Given your tables, which are perfectly correct as a starting point (you normalized automatically), you need to:

  • Rename the Map. Like Card.CardId

  • Remove identifiers for subtypes, they are 100% redundant; CardId is both PC and FK.

  • Add discriminator Card.CardType CHAR (1) or TINYINT. This will determine which subtype to join when CardType is unknown.

  • It seems that you do not fully understand the concept of foreign keys, so it would be nice to start over. It is implemented here in a simple, ordinary form:

  ALTER TABLE MtgCard ADD CONSTRAINT Card_MtgCard_fk FOREIGN KEY (CardId) REFERENCES Card(CardId) 
  • The connection between Card and MtgCard or PokemonCard is always 1 :: 1. The supertype is completed only when there is a card + {MtgCard | PokemonCard} with the same CardId. In your case, there can only be one subtype that is easy to achieve with a simple CHECK constraint.

    • In other cases, more than one subtype is completely legal.

    • Subtypes are Man - Teacher or Person - Student

  • In relational databases there is no concept of joining “from” or “to” (either up / down or left / right), these concepts exist only to help us people; You can start with any existing table / key and go to any table you need. Tables between them are required only if there are no relational identifiers (i.e., where there are additional surrogates, ID columns are used as PCs without significant natural keys).

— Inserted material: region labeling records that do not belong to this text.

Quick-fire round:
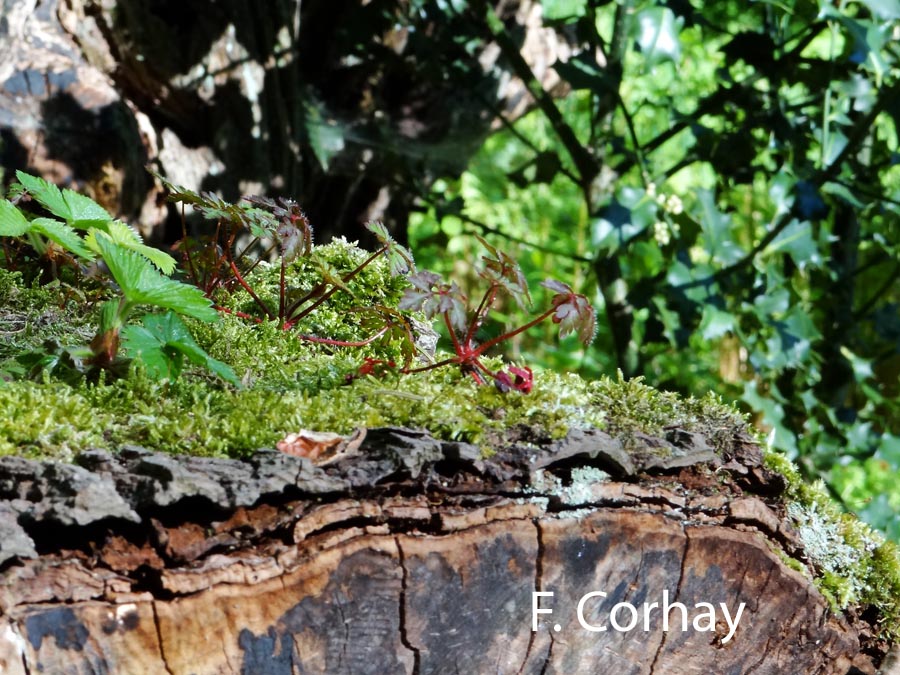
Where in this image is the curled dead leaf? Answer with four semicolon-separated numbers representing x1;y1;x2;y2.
275;427;366;464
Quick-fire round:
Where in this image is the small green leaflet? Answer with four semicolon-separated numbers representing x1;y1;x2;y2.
31;218;94;260
0;199;30;237
94;232;219;321
475;234;531;309
16;171;72;220
86;220;175;274
16;171;112;229
122;312;240;386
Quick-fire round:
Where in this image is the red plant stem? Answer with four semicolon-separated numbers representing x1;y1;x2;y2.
466;283;498;345
278;255;287;321
228;259;275;319
474;307;556;356
400;356;459;375
286;246;387;323
213;305;262;323
444;312;470;358
297;326;390;347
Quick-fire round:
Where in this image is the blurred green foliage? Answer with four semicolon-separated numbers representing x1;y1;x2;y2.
409;0;900;538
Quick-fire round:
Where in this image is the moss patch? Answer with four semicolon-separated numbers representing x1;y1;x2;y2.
765;451;900;640
0;242;900;636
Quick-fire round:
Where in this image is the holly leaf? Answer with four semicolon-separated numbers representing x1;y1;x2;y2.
94;230;219;322
541;279;597;347
475;234;531;310
122;312;240;386
366;221;416;277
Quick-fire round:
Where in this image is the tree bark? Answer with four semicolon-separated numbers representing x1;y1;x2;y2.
0;0;568;245
0;428;884;674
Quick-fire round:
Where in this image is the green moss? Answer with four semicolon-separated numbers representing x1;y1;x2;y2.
764;451;900;639
0;241;900;635
0;268;96;373
591;372;747;452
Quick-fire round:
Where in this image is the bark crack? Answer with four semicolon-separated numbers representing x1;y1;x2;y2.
518;518;553;675
150;600;174;675
649;525;691;675
394;537;422;675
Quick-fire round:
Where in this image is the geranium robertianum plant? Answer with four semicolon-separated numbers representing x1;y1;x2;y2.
0;172;595;393
399;237;596;393
0;171;238;384
160;177;596;393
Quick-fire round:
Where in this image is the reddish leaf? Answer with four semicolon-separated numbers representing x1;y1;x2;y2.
541;279;597;346
494;366;534;394
397;270;466;333
475;235;531;309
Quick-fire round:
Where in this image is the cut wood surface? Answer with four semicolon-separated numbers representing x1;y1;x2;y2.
0;428;882;674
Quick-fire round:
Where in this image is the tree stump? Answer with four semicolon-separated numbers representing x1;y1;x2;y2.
0;428;884;674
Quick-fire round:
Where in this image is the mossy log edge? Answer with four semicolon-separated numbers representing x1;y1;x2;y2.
0;428;881;674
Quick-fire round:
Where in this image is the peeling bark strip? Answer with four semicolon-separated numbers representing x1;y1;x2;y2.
0;429;880;675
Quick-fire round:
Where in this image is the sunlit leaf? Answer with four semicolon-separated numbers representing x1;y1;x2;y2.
122;312;240;386
636;7;684;62
0;199;31;237
95;232;219;321
31;218;94;260
541;279;597;346
366;221;416;277
63;190;112;230
541;0;587;21
16;171;72;220
85;220;175;274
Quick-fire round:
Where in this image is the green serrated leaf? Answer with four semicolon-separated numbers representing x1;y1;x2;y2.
62;190;112;229
541;0;587;21
0;199;31;237
31;218;94;260
16;171;72;220
94;230;219;321
122;312;240;386
85;220;175;274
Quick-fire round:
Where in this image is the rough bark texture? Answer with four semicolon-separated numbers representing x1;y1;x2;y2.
0;0;567;243
0;429;882;674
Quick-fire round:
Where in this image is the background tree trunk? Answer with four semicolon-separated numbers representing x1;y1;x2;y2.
0;428;885;674
0;0;565;244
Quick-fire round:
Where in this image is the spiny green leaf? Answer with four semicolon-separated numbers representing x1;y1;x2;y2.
31;218;94;260
16;171;72;220
94;231;219;321
0;199;31;237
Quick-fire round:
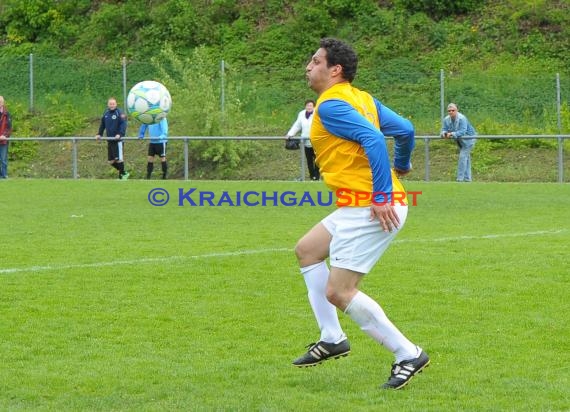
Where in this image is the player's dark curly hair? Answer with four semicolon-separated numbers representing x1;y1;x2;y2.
321;37;358;82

    • In this example, using your terms, you can go directly from “Enrollment in person” (for example, to capture LastName) or “Course” (to capture name) without having to visit intermediate tables; relationship lines are strong.
      ,
  • Now class hierarchies ("Is" or "Is a") and everything else are simple and easy. If this doesn't seem easy to you, send a class predicate with a single statement (in English), and I'll put in SQL.

Quick reference system to standard relational database diagrams.